If you have not done so already, you will need to install the relevant packages, with the following line of code. You will only need to do this once on your computer (unless you require updates etc.).
install.packages("tidyverse")
Once you have the packages installed, you need to load them into your library. You need to do this at the start of every script, for every time you open R.
library(tidyverse)
What have we loaded here? By loading the tidyverse library, we have actually loaded several packages, including ggplot2 (the go-to package for plotting in R), dplyr, tidyr, readr, purrr, tibble, stringr, and forcats. Each of these packages contains a set of tools that you can draw upon to complete your tasks. We don’t actually use all of them here, but loading the core tidyverse library is an easy way to make a lot of key functions available. There are also more specialist tidyverse packages that you can load in separately (see here) for working with particular kinds of data.

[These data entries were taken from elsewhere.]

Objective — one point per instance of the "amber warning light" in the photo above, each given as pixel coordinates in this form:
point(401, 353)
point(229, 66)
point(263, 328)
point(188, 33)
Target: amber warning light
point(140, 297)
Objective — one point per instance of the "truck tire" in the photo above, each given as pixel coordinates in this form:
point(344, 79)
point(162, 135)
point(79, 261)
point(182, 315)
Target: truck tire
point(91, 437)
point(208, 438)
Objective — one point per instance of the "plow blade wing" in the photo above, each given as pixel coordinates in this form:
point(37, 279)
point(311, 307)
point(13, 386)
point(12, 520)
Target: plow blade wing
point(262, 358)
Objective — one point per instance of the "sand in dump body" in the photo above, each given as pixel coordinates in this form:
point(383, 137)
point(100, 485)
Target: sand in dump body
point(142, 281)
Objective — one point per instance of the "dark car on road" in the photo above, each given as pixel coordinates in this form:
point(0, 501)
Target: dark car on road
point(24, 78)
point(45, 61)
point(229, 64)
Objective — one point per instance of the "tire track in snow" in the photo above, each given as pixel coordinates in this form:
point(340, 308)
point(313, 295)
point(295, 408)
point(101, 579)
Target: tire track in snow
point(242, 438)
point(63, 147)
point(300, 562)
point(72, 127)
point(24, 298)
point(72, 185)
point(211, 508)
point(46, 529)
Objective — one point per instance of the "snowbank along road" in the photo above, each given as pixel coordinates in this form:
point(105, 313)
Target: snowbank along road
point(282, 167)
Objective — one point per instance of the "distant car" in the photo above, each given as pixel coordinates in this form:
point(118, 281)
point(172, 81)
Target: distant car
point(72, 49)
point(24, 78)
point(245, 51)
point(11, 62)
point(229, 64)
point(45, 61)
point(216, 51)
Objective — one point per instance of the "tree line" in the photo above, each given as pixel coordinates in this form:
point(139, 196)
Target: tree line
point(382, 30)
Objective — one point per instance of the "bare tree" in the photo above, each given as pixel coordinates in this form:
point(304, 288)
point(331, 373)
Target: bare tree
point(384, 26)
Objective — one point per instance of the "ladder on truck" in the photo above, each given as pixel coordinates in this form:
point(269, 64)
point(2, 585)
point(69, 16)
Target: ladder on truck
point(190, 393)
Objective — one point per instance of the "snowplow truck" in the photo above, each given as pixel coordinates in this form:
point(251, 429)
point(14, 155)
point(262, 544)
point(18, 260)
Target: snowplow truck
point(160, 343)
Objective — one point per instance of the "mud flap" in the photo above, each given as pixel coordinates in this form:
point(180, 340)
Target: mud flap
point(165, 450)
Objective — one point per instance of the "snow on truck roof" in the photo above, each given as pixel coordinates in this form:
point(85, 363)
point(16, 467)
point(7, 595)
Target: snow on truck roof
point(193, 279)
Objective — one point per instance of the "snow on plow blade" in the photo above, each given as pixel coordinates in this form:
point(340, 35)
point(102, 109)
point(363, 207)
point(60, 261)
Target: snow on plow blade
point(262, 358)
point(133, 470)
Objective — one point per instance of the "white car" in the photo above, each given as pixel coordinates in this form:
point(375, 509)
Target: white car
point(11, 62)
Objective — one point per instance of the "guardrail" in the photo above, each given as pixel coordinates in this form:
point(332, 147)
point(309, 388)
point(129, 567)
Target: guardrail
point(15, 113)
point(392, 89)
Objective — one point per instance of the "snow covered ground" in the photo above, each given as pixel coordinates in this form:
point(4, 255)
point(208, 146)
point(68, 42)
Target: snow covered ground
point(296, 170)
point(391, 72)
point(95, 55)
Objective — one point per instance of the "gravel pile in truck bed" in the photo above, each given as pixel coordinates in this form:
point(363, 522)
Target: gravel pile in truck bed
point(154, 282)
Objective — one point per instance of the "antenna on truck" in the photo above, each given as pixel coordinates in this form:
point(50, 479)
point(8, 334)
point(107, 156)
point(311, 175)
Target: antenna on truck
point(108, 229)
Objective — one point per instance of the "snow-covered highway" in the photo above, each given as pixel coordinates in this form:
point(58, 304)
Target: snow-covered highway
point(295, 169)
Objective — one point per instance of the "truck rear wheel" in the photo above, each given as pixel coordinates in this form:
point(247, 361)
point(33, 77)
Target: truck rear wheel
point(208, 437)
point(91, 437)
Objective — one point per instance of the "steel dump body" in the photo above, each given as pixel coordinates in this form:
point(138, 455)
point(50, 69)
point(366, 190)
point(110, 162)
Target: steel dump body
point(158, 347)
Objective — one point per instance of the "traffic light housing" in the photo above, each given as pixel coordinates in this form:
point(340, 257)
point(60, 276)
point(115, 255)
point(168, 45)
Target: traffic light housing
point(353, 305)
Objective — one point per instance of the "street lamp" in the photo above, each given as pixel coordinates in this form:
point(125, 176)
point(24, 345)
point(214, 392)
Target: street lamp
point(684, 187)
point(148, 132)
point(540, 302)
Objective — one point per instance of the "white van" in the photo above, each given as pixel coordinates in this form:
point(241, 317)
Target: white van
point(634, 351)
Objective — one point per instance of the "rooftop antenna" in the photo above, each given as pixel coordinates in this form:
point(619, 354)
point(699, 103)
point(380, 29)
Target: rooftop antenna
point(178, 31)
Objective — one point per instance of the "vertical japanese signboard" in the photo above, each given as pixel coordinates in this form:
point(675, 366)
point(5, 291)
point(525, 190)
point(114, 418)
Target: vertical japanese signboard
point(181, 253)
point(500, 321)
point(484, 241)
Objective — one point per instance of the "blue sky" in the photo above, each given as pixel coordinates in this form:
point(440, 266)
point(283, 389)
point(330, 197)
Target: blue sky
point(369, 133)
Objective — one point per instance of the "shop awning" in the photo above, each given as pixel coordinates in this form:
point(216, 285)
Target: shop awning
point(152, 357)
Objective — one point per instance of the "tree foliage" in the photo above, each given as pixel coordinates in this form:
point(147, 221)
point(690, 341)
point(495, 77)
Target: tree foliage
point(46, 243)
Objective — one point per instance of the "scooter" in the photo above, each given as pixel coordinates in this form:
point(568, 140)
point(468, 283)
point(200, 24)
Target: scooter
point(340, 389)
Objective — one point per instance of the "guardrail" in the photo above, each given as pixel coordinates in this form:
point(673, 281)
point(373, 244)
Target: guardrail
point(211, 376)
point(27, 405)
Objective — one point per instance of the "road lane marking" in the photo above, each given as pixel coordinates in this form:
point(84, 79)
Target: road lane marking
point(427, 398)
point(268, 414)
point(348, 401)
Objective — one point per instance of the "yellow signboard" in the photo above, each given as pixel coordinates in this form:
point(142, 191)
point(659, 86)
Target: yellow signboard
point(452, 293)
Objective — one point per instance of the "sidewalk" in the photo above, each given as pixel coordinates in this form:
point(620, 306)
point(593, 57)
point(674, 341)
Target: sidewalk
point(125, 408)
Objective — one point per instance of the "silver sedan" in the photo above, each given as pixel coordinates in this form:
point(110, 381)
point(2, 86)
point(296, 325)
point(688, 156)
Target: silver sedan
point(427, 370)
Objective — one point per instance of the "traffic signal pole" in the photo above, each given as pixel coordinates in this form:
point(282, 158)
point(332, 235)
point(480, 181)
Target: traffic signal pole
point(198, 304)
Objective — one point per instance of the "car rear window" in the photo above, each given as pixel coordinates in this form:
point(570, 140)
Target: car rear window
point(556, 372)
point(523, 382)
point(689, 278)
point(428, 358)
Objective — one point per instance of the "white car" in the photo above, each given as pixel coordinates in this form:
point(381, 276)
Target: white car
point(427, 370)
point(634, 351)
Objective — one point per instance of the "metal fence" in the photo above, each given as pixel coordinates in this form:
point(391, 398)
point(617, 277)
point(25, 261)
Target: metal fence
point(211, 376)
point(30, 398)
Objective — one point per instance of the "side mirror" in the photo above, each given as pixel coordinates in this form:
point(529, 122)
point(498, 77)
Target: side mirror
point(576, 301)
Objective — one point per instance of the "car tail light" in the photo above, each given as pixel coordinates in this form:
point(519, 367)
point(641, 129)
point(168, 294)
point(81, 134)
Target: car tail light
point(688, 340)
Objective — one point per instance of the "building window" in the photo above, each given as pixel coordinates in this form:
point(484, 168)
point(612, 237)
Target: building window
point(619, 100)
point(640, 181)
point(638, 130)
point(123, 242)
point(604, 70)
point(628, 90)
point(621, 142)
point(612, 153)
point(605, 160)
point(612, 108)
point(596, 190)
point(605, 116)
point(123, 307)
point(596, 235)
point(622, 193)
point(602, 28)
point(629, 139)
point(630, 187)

This tutorial is a step-by-step example that I hope you can apply to your own data. If you’d like to follow along with my data files, you can download them here.
In this example, we will use an output file from a word-learning experiment programmed in Gorilla (currently unpublished data, further information available here). Gorilla spits out a different csv file for each task node in the experiment. For now, we will focus on reading in and processing data from a single task file, but we will cover how to combine data from multiple task files in Part 2.
Each csv file from Gorilla is identified by the experiment code and version (the same for all of your output files, unless you had to set up a second version of the experiment), and the task ID at the end (a string of 4 alpha-numeric characters). You can match these up to your experiment by looking at your task builder.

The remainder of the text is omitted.